Mullins, Bill Bill.Mullins at US.ARMY.MIL
Tue Dec 7 14:59:45 UTC 2004


I've heard a blue zillion, but blue million seems more familiar.

> -----Original Message-----
> From: David Bowie [mailto:db.list at PMPKN.NET]
> Sent: Tuesday, December 07, 2004 8:54 AM
> To: ADS-L at LISTSERV.UGA.EDU
> Subject: A 'blue zillion'
>
> ---------------------- Information from the mail header
> -----------------------
> Sender:       American Dialect Society <ADS-L at LISTSERV.UGA.EDU>
> Poster:       David Bowie <db.list at PMPKN.NET>
> Subject:      A 'blue zillion'
> --------------------------------------------------------------
> -----------------
>
> I recently had a student (army brat, so she doesn't have a
> cohesive linguistic background) use the phrase "blue
> zillion", meaning "lots", in an email to me.
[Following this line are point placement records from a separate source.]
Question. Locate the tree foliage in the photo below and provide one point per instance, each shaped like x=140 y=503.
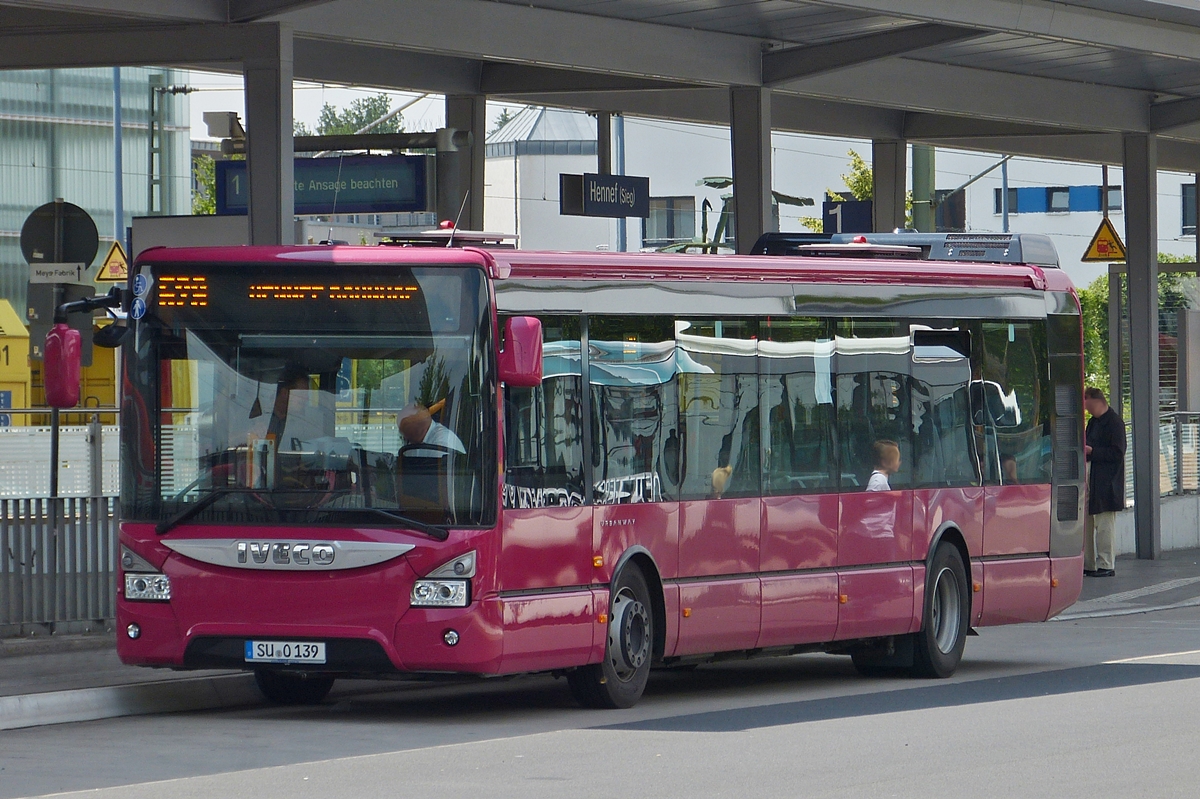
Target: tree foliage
x=204 y=194
x=352 y=119
x=859 y=184
x=502 y=119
The relevant bit
> (including a typo from the original, ellipsis points also in
> the original):
>
>   "I went to the library to look at for articles online, and i found
>    a blue zillion...i looked through some of them, but gave up and
>    went to look at the periodicals in the library."
>
> Googling this, i get 61 (after duplicates are eliminated),
> most of which unambiguously have this meaning, in both
> unhyphenated and hyphenated forms.
> As a single compound word, Google gives me 13, only a few of
> which have this meaning. (Only 3 non-duplicate ones with this
> meaning in the plural, both of which have the form "blue zillions".)
>
> An interesting hit is a letter that starts:
>
>   "I know you receive a blue zillion e-mails every day, so I've made
>    my third attempt a bit easier with an easy "yes and no" format."
>
> The response to the letter (same page, ellipsis points in
> original) begins:
>
>   "A blue zillion? . . . . Well, not every day. Some days only a light
>    mauve billion, but others, a jungle-red gazillion. But who's
>    counting, right?"
>
> No idea whether the playing with it in the response is
> evidence of playing with a familiar form, or playing with a
> to-the-writer novel form.
>
> Anyway, anyone else run across this?
>
> David Bowie
> http://pmpkn.net/lx
>     Jeanne's Two Laws of Chocolate: If there is no chocolate in the
>     house, there is too little; some must be purchased. If there is
>     chocolate in the house, there is too much; it must be consumed.